Una noche de lluvia fina, el anciano vigilante se encontraba
en su garita. Hacía mucho frío. El olor a café daba cierta sensación de calidez
y hogar. De pronto, una puerta abriéndose: una cabalgata de pasos desordenados.
Forcejeo y empujones. La celda cerrándose. El viejo apuró lo que quedaba en la
taza: tocaba trabajar. Taburete en mano enfiló el pasillo que separaba la
garita de la nueva incorporación a la lista de convictos. Era una joven.
Veintipocos, pensó.
—Buenas noches, señorita —comenzó el viejo.
—No tengo nada que hablar contigo. Déjame en paz —sollozaba.
—Oh, vamos, seguro que algo tienes que contarme —sonreía el
carcelero— ¿Qué te trae por aquí?
La joven levantó la cabeza y se apartó los rizos de la
frente. Miró al anciano a los ojos, limpiándose la cara con la manga. El anciano se sobresaltó, pues nunca había
visto unos ojos como aquellos: una mirada de fuego y del color de las llamas.
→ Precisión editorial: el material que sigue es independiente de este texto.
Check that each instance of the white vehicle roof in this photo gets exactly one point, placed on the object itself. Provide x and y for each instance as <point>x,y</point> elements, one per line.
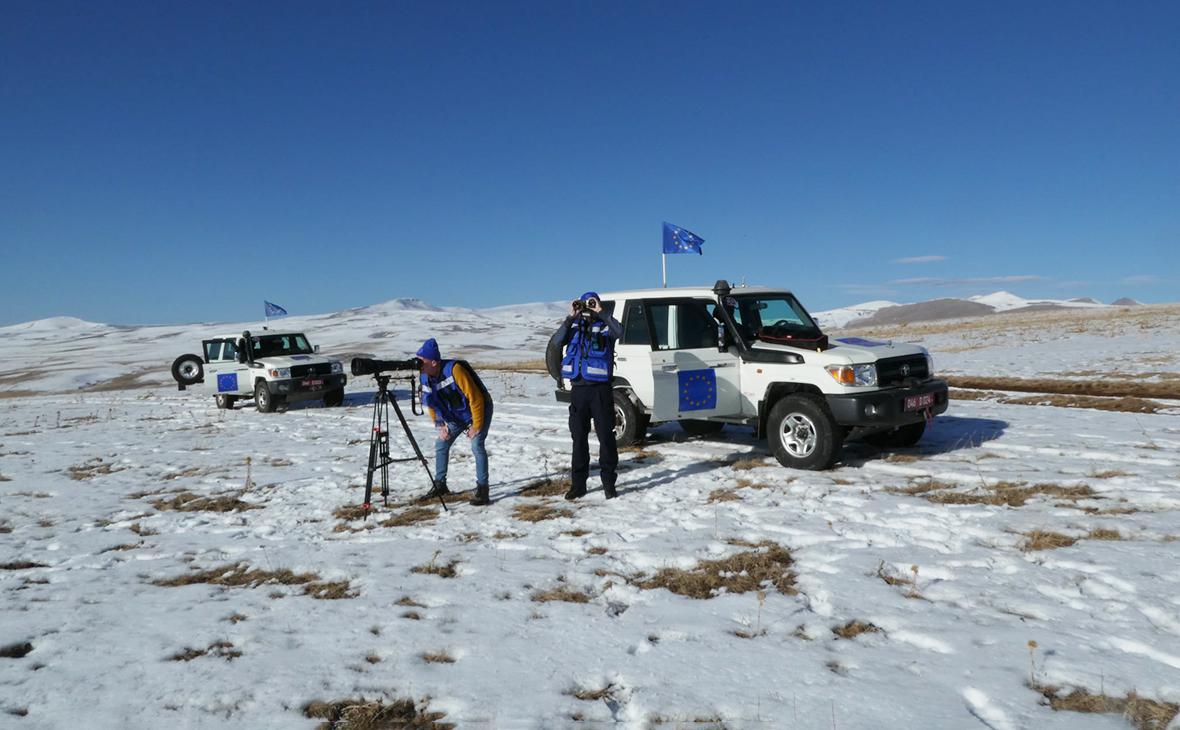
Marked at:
<point>683,291</point>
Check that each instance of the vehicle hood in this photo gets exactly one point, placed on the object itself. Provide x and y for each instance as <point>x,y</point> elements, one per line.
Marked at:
<point>847,350</point>
<point>286,361</point>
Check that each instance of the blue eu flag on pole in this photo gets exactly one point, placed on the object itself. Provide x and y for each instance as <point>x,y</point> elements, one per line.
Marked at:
<point>681,241</point>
La joven ya no lloraba. Miraba fijamente a su acompañante: rímel corrido y
despeinada.
Conversaron como hoguera y ventisca. La voz del carcelero,
profunda e infinita como el eco de las cavernas. La mirada de la encarcelada,
incandescente y rebelde como una estrella que se niega a morir. Él buscaba un
resquicio al que agarrarse. Una forma de ganar terreno. Algo de lo que tirar
para vencer en una batalla que por primera vez no ganaba con facilidad. Ella
era indómita. El trueno que destruye la tranquilidad y se aloja en tu corazón.
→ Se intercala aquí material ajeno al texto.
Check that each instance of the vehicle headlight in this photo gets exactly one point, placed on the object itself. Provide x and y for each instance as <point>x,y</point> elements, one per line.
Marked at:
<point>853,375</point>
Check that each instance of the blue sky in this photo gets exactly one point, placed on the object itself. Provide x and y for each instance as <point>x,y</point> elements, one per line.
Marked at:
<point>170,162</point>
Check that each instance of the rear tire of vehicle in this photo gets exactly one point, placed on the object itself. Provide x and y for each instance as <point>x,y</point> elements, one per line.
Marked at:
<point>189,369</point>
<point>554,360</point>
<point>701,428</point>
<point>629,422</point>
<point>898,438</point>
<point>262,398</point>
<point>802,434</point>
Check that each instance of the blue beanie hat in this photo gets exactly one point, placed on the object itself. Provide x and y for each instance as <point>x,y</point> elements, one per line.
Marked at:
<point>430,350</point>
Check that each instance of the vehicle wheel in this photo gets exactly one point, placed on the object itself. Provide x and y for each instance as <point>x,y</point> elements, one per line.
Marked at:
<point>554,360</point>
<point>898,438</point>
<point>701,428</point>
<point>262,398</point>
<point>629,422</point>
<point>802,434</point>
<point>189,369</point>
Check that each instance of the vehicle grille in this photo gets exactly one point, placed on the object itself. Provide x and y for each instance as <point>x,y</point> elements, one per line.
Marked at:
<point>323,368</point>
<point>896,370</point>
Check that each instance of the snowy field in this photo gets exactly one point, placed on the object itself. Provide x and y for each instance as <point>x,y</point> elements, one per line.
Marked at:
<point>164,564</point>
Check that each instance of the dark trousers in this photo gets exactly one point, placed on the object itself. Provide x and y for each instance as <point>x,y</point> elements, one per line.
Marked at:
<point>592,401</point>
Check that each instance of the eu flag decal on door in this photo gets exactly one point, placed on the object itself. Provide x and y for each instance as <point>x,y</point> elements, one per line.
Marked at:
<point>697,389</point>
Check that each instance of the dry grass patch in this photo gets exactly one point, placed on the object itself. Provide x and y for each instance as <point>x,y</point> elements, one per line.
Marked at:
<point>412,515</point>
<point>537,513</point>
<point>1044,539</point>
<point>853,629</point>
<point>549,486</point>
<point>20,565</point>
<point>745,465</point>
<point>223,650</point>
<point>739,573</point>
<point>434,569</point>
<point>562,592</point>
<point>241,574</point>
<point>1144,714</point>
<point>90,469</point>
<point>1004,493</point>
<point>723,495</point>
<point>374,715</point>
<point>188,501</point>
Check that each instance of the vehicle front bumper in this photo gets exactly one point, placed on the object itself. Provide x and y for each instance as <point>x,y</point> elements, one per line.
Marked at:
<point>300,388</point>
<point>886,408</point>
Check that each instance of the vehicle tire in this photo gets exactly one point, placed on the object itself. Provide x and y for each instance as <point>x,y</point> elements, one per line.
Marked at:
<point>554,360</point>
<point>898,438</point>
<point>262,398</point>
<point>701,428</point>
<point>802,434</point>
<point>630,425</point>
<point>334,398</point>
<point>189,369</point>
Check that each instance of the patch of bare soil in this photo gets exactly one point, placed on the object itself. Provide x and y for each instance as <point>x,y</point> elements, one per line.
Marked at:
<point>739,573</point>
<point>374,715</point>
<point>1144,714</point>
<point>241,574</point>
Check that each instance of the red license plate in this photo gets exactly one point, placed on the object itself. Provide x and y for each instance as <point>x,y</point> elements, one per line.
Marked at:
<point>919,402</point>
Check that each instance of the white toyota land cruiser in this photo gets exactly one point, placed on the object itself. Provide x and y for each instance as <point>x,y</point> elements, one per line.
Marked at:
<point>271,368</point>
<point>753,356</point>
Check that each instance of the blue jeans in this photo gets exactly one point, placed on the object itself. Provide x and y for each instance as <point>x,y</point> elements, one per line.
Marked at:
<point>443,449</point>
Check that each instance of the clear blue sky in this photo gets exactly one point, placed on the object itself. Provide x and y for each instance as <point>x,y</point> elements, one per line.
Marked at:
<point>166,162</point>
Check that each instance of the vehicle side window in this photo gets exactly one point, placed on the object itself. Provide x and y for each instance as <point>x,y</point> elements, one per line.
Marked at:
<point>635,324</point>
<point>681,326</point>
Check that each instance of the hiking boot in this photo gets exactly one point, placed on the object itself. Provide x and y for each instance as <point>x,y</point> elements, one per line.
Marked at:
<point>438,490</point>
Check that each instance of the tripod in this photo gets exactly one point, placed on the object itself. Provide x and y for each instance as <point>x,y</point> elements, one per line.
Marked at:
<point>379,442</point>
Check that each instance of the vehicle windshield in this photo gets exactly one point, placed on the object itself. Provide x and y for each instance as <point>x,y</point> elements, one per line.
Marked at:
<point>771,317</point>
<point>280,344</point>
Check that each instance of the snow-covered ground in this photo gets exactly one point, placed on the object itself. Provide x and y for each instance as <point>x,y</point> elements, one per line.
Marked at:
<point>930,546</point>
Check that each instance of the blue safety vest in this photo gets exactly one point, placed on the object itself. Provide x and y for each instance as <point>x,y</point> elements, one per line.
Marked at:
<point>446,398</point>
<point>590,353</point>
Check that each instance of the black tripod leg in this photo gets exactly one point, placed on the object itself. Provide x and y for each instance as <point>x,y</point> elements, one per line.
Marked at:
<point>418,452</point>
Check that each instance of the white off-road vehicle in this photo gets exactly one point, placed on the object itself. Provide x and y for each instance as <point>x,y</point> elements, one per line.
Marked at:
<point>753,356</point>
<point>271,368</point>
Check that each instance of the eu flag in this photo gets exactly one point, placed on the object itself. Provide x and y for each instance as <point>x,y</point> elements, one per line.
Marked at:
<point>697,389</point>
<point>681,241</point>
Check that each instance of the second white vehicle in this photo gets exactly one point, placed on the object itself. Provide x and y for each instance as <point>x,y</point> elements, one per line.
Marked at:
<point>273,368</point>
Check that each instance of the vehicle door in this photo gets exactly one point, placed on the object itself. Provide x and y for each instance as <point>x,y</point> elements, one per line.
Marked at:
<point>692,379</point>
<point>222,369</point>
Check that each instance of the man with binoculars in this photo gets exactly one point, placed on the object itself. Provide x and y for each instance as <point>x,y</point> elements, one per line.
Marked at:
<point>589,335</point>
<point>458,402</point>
Nunca la habían sometido, y esta vez no iba a cambiar. Al cabo de un par de
horas, el viejo se levantó. Miró por última vez a la chica. Y con un suspiro se
fue.
A la mañana siguiente la joven había desaparecido. Era un
viernes de octubre. Él presentó su carta de dimisión.
“Estoy muy mayor para seguir con esto. Además, ya no soy
capaz de hacer mi trabajo como debería. Comprendí que esos ojos nunca podrían
ser encarcelados. No puedes hacer razonar a un incendio, créanme. No sé si en
lo poco que me queda de vida volveré a ver a la joven que anoche apareció
encarcelada. De lo mucho que conversé con ella sólo saqué en clara una cosa:
esa mirada no es de este mundo. No rinde cuentas a nadie. Esa mirada pertenece
a un mundo al que yo, y cualquiera de ustedes no tenemos acceso. Asumo la
responsabilidad de haber dejado en libertad a esa joven.”
Al llegar a casa cerró la puerta con cuidado de no despertar
a Viny. Lo último que necesitaba en ese momento era una estampida de ladridos
desbocados. En la cocina olía a manzana, especias y petricor. Cerró la ventana
del patio y fregó el charco de lluvia junto a ella. Calentó café. Agarró la
taza con ambas manos y recordó a la chica. Entonces lloró: esas manos
danzarinas. La risa desde lo profundo del alma. Esas cejas festivas que dudaban
de todo. La melena de caracolas marrones…
Corría el año 1965. Le habían mentido: no murió en aquel
bombardeo durante la guerra. Su nieta estaba viva.